De officier van justitie heeft zich op het standpunt gesteld dat niet evident is dat betrokkene nu en in de toekomst nimmer draagkracht zal hebben om de aan hem op te leggen betalingsverplichting te voldoen. De leeftijd van betrokkene doet hier niet aan af. Daarnaast is betrokkene ondanks zijn arbeidsongeschiktheid meerdere jaren in staat gebleken om deel te nemen aan een criminele organisatie en het in stand houden van hennepkwekerijen.
Verdeling
Gelet op de bewezenverklaarde hennepfeiten, de pleegperiode en de bewezenverklaarde deelname aan een criminele organisatie, is de officier van justitie van mening dat het niet juist is om de verdeling van het wederrechtelijk verkregen voordeel nader te differentiëren aan de hand van de rol die betrokkene in de hennepkwekerij heeft gehad. Uit moet worden gegaan van pondspondsgewijze verdeling.
Vordering
De officier van justitie vordert voor beide locaties tezamen het wederrechtelijk verkregen voordeel van betrokkene vast te stellen op € 741.438,00. In verband met de overschrijding van de redelijke termijn kan op dit bedrag 10% procent in mindering worden gebracht.
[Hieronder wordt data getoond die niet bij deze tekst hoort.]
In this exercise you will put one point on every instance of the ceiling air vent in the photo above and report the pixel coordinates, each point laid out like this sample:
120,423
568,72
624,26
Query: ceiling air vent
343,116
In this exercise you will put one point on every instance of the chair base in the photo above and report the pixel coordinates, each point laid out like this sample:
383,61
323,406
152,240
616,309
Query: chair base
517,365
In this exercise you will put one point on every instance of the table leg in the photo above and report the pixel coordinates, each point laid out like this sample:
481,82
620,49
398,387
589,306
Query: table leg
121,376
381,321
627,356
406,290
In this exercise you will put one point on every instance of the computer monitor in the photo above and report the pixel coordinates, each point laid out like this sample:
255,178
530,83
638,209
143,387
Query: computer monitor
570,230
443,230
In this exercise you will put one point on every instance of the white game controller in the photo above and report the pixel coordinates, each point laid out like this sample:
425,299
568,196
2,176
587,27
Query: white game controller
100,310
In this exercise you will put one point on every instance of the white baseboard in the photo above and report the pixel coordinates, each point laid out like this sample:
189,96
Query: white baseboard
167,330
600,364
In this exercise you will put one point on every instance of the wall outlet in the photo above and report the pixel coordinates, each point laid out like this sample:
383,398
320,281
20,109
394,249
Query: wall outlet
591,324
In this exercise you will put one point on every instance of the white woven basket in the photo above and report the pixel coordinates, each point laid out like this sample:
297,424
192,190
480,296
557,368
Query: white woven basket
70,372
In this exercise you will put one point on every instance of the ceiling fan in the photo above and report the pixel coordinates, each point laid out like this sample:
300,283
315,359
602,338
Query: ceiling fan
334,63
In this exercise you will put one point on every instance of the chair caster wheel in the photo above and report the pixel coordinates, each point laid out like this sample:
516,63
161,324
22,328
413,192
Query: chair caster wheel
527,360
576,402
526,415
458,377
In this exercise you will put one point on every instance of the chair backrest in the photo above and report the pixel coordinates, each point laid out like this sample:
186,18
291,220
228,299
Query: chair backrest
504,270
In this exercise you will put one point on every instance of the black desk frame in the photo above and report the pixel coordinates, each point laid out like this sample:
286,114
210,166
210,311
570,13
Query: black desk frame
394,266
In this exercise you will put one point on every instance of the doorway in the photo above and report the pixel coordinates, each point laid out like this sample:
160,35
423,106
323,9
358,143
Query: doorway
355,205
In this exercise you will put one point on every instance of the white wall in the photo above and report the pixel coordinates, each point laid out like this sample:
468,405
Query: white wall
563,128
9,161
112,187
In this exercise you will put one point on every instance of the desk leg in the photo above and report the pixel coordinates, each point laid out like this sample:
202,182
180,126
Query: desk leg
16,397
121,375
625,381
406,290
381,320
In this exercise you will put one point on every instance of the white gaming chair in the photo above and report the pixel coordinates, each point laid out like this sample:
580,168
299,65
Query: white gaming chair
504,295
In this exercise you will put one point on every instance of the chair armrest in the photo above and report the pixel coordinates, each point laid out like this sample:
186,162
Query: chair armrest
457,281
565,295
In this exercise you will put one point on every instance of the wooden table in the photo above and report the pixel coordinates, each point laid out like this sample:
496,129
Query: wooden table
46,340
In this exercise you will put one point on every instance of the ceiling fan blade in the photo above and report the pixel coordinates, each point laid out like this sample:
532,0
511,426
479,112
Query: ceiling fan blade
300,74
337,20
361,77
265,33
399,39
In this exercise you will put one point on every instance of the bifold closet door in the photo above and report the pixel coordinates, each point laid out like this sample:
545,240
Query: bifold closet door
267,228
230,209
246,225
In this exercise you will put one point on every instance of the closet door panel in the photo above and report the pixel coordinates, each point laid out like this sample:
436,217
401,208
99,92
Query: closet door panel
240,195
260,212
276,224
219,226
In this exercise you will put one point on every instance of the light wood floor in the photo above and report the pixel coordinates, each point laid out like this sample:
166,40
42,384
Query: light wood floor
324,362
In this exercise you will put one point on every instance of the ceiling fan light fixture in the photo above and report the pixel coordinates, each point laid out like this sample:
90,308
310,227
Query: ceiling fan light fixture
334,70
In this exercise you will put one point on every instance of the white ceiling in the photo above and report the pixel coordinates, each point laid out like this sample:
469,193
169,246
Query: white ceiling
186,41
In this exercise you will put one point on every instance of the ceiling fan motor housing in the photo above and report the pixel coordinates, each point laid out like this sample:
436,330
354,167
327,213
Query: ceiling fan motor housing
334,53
3.Het standpunt van de verdediging

Ontvankelijkheid Openbaar Ministerie
De raadsman heeft verzocht het Openbaar Ministerie niet-ontvankelijk te verklaren in haar vordering tot ontneming van het wederrechtelijk verkregen voordeel, gelet op de uitzonderlijke overschrijding van de redelijke termijn met twaalf jaren. Deze overschrijding is deels te wijten aan inactiviteit van het Openbaar Ministerie. Daarnaast is sprake van een schending van de beginselen van een behoorlijke rechtspleging omdat de verdediging haar rechten als gevolg van de termijnoverschrijding niet naar behoren heeft kunnen uitoefenen. De raadsman wijst er in dat verband op dat de getuigen die bij de rechter-commissaris zijn gehoord zich door het tijdsverloop veel zaken niet meer konden herinneren waardoor, zo begrijpt de rechtbank, van een effectieve ondervraging door de verdediging geen sprake heeft kunnen zijn. De raadsman heeft hierbij verwezen naar de uitspraken met kenmerken ECLI:NL:RBLIM:2017:10408 en ECLI:NL:RBDHA:2020:4526.
Redelijke termijn
Namens betrokkene is aangevoerd dat de redelijke termijn in zeer verregaande mate is overschreden. Indien deze termijnoverschrijding niet tot de niet-ontvankelijkheid van het Openbaar Ministerie leidt, dient zij te leiden tot een matiging van het ontnemingsbedrag met 75%.
Uitgavenpatroon
De financiële gegevens van betrokkene zijn onderzocht. Betrokkene leeft zeer eenvoudig in een kleine woning met veel achterstallig onderhoud, een eenvoudige inboedel en een vrijwel lege kledingkast. Het wederrechtelijk verkregen voordeel is niet terug te vinden in het uitgavenpatroon van betrokkene, omdat betrokkene het voordeel niet heeft genoten.
[adres 2] te Middelburg
De verdediging heeft aangevoerd dat betrokkene is veroordeeld voor het telen van hennep in de periode van 1 april 2004 tot en met 12 februari 2008. Dit betekent echter niet dat er gedurende de gehele periode hennep is geteeld.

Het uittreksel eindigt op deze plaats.